最終日の「モンスターとの戦い」も記述するに重要なアイテムなのだが、その前に、釣りに行った頃、やっと痛みが消えた御腹のことを、実況中継で記録しておこう。

看護師:「は〜い、喉にスプレーして、ウエッとならないようにします。飲み込まないように、20数えるくらい、奥で貯めていてくださいね」

シュー、シュー。

小光子:「イチ、ニ、サン、シ・・・・・ゴクッ」

看護師:「フフフフ、本当に数えなくていいですよ」

小光子は正直者だ。しかし、初っ端からバカにされてしまった。すこし縁起が悪い。

すぐに、歯医者で麻酔注射をしたときのように喉の奥が痺れてくる。
これから、医師と看護師の二人がかりで、小光子の食道、胃の探検だ。
大病院なので、最新の鼻から通す内視鏡かと思ったが、口から入れるものだった。

医師はまるで、詰まった配管の掃除をするように無造作にゴソゴソやってくれる。
もう少し丁寧にやってもいいのになア〜っ、と口の利けない小光子は、喉の奥でつぶやいている。

しばらくして、「アッツ」と医師が言った。
「ちょっと見てください」
とモニターを私に見えるように向けてくれた。

なんと、意外だ。顔は真っ黒でこんなに汚いのに、小光子の腹の中はホヤの果肉のように美しい。
緑の月が見える世界に入り込んだようだ。

なかなか綺麗なもんじゃないか・・・!とこんなに美しければ、腹の中を見せて、その辺を闊歩したいものだ・・・。と、やはり声を出せずに、感心して眺めている小光子。
やがて内視鏡はある箇所を捉えた。
そこはホヤのような果肉の上に、蜂に刺されて赤く腫れているような、なだらかな膨らみが二つ連なっている。
方向を変えたものを良く観ると、膨らみの頂上付近に微かに黄白色の筋のようなものが見える。

医師:「確かサバ、食べたって言ってましたね。この中に入り込んでいる可能性があるな。ちょっと、取ってみますよ!」

勿論、小光子は返事はできないが、目でうなずく。
すると、内視鏡の管の中にワイヤーのようなものをスルスルといれると、ピンセットの先のようなものが管から突然出現して患部に近づく。

医師:「ヨーシ、開いてー。
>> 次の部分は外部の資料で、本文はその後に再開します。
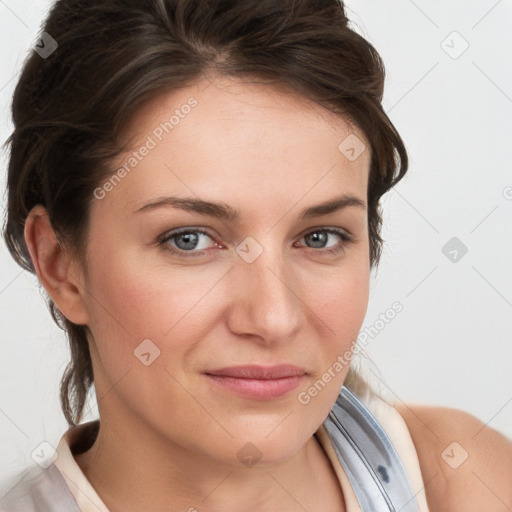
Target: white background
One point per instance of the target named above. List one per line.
(451, 344)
・・・・・ハイ」

医師が良く切れるピンセットのようなものの位置を決め、その開閉作業を看護師にさせる、というチームプレーのようだ。
突然、胃壁にかなりの量の血液が広がる・・・。別に痛くはない。

綺麗な色の血だなあ〜っと、他人事のように眺めている余裕があるほどだ。

すぐに医師はワイヤーを引き抜きにかかる。

医師:「あるか?」
看護師:「あります」(検体が取れたか?という意味)
医師:「ムシはわからんが、たぶんここに、入り込んでいたんやろう。検体を取っておきます」

それから、またワイヤー差込み、透明の液体を傷口に吹きかけて血を洗い直し、位置を定めて切り取る。
そのたびに「あるか?」「あります」の号令をを繰り返す。
おそらく、4・5回繰り返し、カメラを抜きにかかった。

検査をする前に、ついでに食道癌の検査もお願いしておいたので、それを観察して、もう一つの緑の月が見える世界から、脱したのであった。

画像


食道は胃に比べて白く、まったく違う肌壁に見えた。
それにしても自分の腹の中は綺麗なもんだと、独りよがりな安心をしている小光子が、赤ん坊のオシャブリのようなマウスピースをくわえたまま、微かに微笑んでいたのを思い出して、後から苦笑したのであった。

めでたく検査は終わった。

医師:「検体を取りました。検査結果を聞きに27日に来れますか」
小光子:「やっぱりアニサキスですか」
医師:「もっと、早ければそのままつかみとれるんですが・・」
小光子:「これだけ時間がたったら、もう死んでいるんでしょ」「潰瘍はありませんでしたか」
医師:「そうですね。死にますね。検査が出ればはっきりします。他は綺麗なものです」

そうなんだ。潰瘍ではなく、アニサキス=リトルピープルだったのだ。

最初のカミサンの診断がアタリということだったのである。
「食道にも異常がなかった」ということで、大きなところでは安心したのだが、なぜかもどかしく、納得しがたいものが小光子には残っている。

まとめれば、
7月3日--夜中に発症
4・5日--脂汗をかきながら病院で待ち、内視鏡が混んでるから、といって一般的な腹薬を渡され、帰される。
6.7.8日-徐々に痛みは治まりつつあったが、計5日半痛んだ。

9・10日-白浜釣行 痛みは消える。
11日 --飲酒180cc  ok
13日 --ハモで飲み会、多量飲酒OK

15日 --検査、リトルピープル判明

8日までの5日半、小光子の胃の中でリトルピープルは大暴れして、胃壁に潜って土塁を気づき、自らを葬った。
13日の飲み会の日まで、小光子は潰瘍をも疑い、好きな酒を極めてセーブした。

結果的に痛んでいる患者に対して病院は「混んでるから」といって何の効果的な処置もしなかったということだ。
挙句の果てに、:「もっと、早ければそのままつかみとれるんですが・・」だと・・・・!
バカモノ、イイカゲンニシロ!
原因を検査によって解明しただけで、患者の苦痛を取り去るどころか苦痛を助長されたような気がする小光子なのである。

これは医者のやることではない・・・。

そして、3割負担、10、950円也だった。
まあ、いいか。これで胃癌、食道癌の検査ができたと思うことにする・・・。

緑の月が見え、リトルピープルが出てきたお話でした。
村上春樹さん、すみません。お言葉を拝借しました。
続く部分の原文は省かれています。